At one point, I dreamed of opening a guesthouse in Menorca. I fell in love with the light, the land, and the energy of the island. But after speaking with Menorcans, I realized that Menorca doesn’t need another outsider-run hotel. What it needs is housing for the seasonal workers who are increasingly being pushed out of their own hometowns.
I’m not against starting fresh in a new country. But I believe that with that privilege comes responsibility. Even the most beautiful dream must be held up against reality.
Initiators Of Regeneration
Hospitality is a way of serving and participating in society, of creating spaces for connection, inspiration, and shared experience.
Business is the structure that carries it.
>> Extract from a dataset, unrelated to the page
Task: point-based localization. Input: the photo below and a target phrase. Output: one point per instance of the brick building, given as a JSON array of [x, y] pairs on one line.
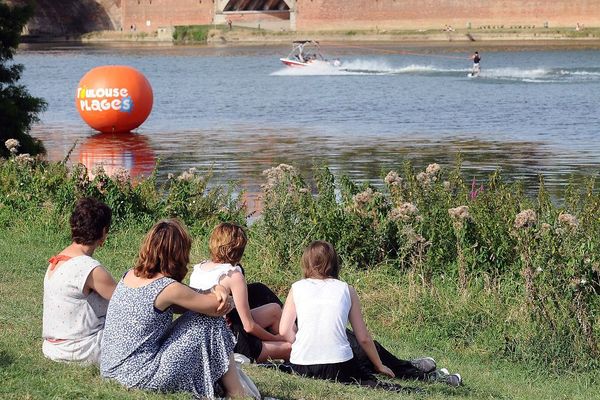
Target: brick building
[[310, 15], [73, 17]]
It not only drives economies but also provides a means for individuals and collectives to reclaim their agency, build resilience, and take responsibility.
When founded on principles of reciprocity, hospitality entrepreneurship can do more than just support a family, it can help revitalize entire local economies.
This is still a new perspective for me: instead of viewing enterprises only as profit-driven machines, I am starting to recognize their power as positive changemakers.
I’m learning that entrepreneurship is a useful tool, and can be grounded in collaboration rather than competition, in relationship rather than extraction.
Business has the potential to evolve in harmony with the living systems it inhabits, rather than operating in isolation from them.
Regenerative systems thinking is gaining momentum. Around the world, collectives, initiatives, and grassroots movements are reclaiming agency, resilience, and care for the places they live in.
These aren’t just trends; they reflect a desired shift in how we understand business, social norms, and our role within living systems.
However, this shift in thinking also asks us to keep questioning. To move slowly. To remain open and reflective.
Regeneration isn’t a goal to reach, but a lifelong practice. A way of co-evolving with the ecosystems we are part of, rather than trying to control them.
If practiced with depth, regeneration becomes a way of being, one that can help dismantle systems of domination, not reinforce them.
But this doesn’t happen by accident. It requires responsibility, constant reflection, and the humility to acknowledge that regenerative knowledge is not new. It is ancient.
As many Indigenous thinkers remind us, regeneration is not something we create; it is something we remember, relearn, and are invited to embrace.
And perhaps small hospitality businesses, with their rootedness in people and place, are some of the most hopeful stewards of that remembering.